Fisheye: Pourquoi et comment es-tu devenue photographe ?
Joséphine Michel: Après des études de philosophie, j’ai ressenti la nécessité d’une exploration tout à la fois mentale et sensorielle, visuelle. Je me consacre ainsi à la photographie et rejoins l’ENSP d’Arles en 2002. S’ensuivent la publication d’un premier livre, Lude (éditions Filigranes,2007) puis un cycle de recherches au Royal College of Art à Londres, focalisé sur l’impact du son sur la photographie. Ces expériences donnent matière à la création d’Halfway to White, livre de photographies/CD réalisé en collaboration avec le musicien finlandais Mika Vainio et publié par le label britannique Touch en mai 2015.
Quelles sont tes influences ?
Les œuvres photographiques d’André Kertész, de Saul Leiter, de Lee Friedlander et de Luigi Ghirri m’accompagnent et me stimulent depuis les tous débuts. Plus spécifiquement, des travaux de photographes comme de musiciens ont eu un impact profond tout au long de la réalisation d’ Halfway to White : Theaters d’Hiroshi Sugimoto, la disparition progressive du visage de Roman Opalka à travers le blanc – son « blanc mérité », American Night de Paul Graham. White on White de Ligeti, la saturation du bruit blanc de Ryoji Ikeda dans “+/-“. Les textures sonores de Salvatore Sciarrino dans Esplorazione del Bianco, et bien sûr la qualité de lumière d’ Heijastuva de Mika Vainio.

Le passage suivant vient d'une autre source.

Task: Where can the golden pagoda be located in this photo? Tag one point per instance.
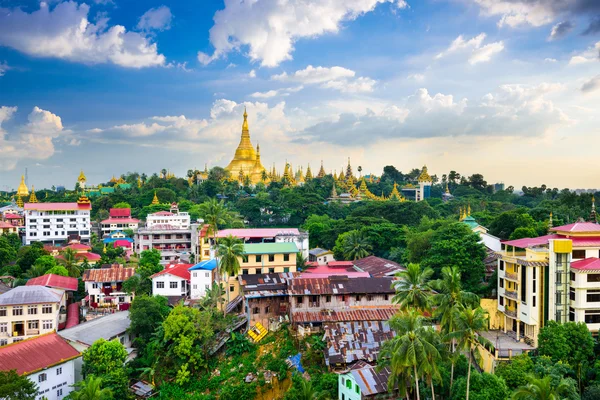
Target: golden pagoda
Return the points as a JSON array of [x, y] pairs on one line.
[[246, 160], [33, 198]]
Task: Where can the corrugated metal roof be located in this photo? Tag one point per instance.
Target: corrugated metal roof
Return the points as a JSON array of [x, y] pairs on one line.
[[31, 295]]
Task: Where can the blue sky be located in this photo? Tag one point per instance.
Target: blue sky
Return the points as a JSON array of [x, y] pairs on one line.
[[507, 88]]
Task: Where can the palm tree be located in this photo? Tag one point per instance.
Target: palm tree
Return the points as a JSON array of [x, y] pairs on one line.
[[412, 288], [542, 389], [448, 298], [468, 323], [90, 389], [356, 245], [230, 250], [413, 348]]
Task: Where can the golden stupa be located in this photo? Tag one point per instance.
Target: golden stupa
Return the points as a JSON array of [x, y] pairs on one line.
[[246, 160]]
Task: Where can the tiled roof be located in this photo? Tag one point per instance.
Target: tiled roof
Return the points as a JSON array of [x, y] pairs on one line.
[[180, 270], [347, 342], [340, 285], [365, 314], [32, 355], [55, 281], [31, 295], [112, 274], [377, 266]]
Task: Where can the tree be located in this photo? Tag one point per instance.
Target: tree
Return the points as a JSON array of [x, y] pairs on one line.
[[412, 288], [16, 387], [469, 322], [90, 389]]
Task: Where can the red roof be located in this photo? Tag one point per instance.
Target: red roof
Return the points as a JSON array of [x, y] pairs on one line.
[[55, 281], [180, 270], [32, 355], [587, 264], [56, 206], [578, 227]]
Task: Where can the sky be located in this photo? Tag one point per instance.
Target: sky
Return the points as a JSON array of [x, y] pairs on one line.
[[506, 88]]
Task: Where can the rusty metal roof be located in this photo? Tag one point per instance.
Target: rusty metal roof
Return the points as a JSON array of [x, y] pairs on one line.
[[348, 342], [339, 285], [368, 314]]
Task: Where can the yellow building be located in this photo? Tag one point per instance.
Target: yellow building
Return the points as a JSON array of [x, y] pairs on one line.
[[246, 161]]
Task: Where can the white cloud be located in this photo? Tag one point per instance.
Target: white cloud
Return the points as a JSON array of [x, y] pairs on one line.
[[65, 32], [473, 47], [155, 19], [337, 78], [34, 140], [269, 28]]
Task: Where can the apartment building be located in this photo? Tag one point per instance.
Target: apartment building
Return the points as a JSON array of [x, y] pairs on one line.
[[550, 278], [58, 222], [29, 311]]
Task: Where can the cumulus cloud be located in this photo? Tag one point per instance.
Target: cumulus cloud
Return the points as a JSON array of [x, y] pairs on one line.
[[65, 32], [155, 19], [591, 85], [337, 78], [514, 110], [34, 140], [474, 48], [561, 30], [269, 28]]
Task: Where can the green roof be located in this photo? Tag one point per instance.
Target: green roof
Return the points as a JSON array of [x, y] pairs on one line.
[[270, 248]]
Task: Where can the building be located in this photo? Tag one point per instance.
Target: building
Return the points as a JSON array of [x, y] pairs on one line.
[[119, 220], [271, 235], [246, 162], [550, 278], [104, 287], [202, 276], [172, 282], [363, 381], [47, 360], [58, 222], [29, 311]]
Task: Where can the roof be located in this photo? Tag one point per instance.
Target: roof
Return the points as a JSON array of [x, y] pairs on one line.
[[206, 265], [56, 206], [31, 295], [31, 355], [340, 285], [270, 248], [347, 342], [258, 232], [578, 227], [369, 379], [107, 327], [377, 266], [112, 274], [587, 264], [365, 314], [180, 270], [55, 281]]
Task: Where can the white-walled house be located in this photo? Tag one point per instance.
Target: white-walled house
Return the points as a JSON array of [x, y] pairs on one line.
[[202, 276], [47, 360], [173, 281]]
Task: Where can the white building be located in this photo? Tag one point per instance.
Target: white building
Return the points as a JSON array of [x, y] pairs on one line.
[[29, 311], [172, 282], [58, 222], [48, 361], [202, 276]]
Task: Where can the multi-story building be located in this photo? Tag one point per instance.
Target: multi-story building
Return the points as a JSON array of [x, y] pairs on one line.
[[48, 361], [119, 220], [550, 278], [58, 222], [29, 311]]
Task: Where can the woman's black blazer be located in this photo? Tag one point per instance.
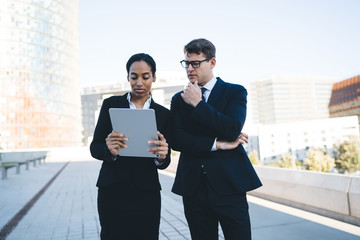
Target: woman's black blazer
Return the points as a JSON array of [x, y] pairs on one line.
[[138, 172]]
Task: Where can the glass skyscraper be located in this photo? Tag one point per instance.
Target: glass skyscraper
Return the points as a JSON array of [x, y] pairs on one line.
[[39, 74]]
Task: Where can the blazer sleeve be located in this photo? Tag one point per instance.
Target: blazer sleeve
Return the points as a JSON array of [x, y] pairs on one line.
[[182, 140], [98, 147], [227, 125]]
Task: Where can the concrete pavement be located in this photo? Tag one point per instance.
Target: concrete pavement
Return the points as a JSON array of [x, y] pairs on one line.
[[67, 208]]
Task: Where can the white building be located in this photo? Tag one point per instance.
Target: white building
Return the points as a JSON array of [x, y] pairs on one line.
[[290, 98], [273, 140]]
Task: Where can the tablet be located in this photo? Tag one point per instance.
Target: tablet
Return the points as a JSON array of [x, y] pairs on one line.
[[139, 126]]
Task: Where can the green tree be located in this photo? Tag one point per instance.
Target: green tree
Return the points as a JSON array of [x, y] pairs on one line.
[[318, 160], [348, 155], [254, 158]]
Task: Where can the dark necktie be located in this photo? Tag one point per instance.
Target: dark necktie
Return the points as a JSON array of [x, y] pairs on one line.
[[202, 93]]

Peux-tu expliquer comment s’est déroulée ta collaboration avec Mika Vainio ? Comment avez-vous fonctionné ? Est-ce que ce sont tes images qui ont inspiré ses compositions ou bien l’inverse ?
Ce fut un processus circulaire : certains de ses opus antérieurs ont inspiré les premières photographies d’Halfway to White, qui ont, quant à elles, servi d’amorces à la musique qui accompagne les images du livre/CD. Jon Wozencroft (co-directeur de Touch) a eu un rôle crucial en lui proposant l’une de mes photographies pour la couverture du CD Fe304-Magnetite. L’accord de Vainio m’a encouragée à lui écrire et à lui proposer une collaboration photographique et musicale à laquelle il a choisi de répondre par cinq pièces sonores.
C’est un peu étonnant cette démarche de chercher le bruit à travers l’image: qu’est-ce que tu as cherché à représenter à travers ce projet ?
Conventionnellement, le son peut être caractérisé par l’invisibilité, l’immatérialité et le flux, à l’opposé donc de la photographie, silencieuse, concrète et relevant du régime de la représentation. La tension majeure de ce travail se trouve donc entre le visuel – a priori distancié, observationnel – et le sonore – immersif, corporel.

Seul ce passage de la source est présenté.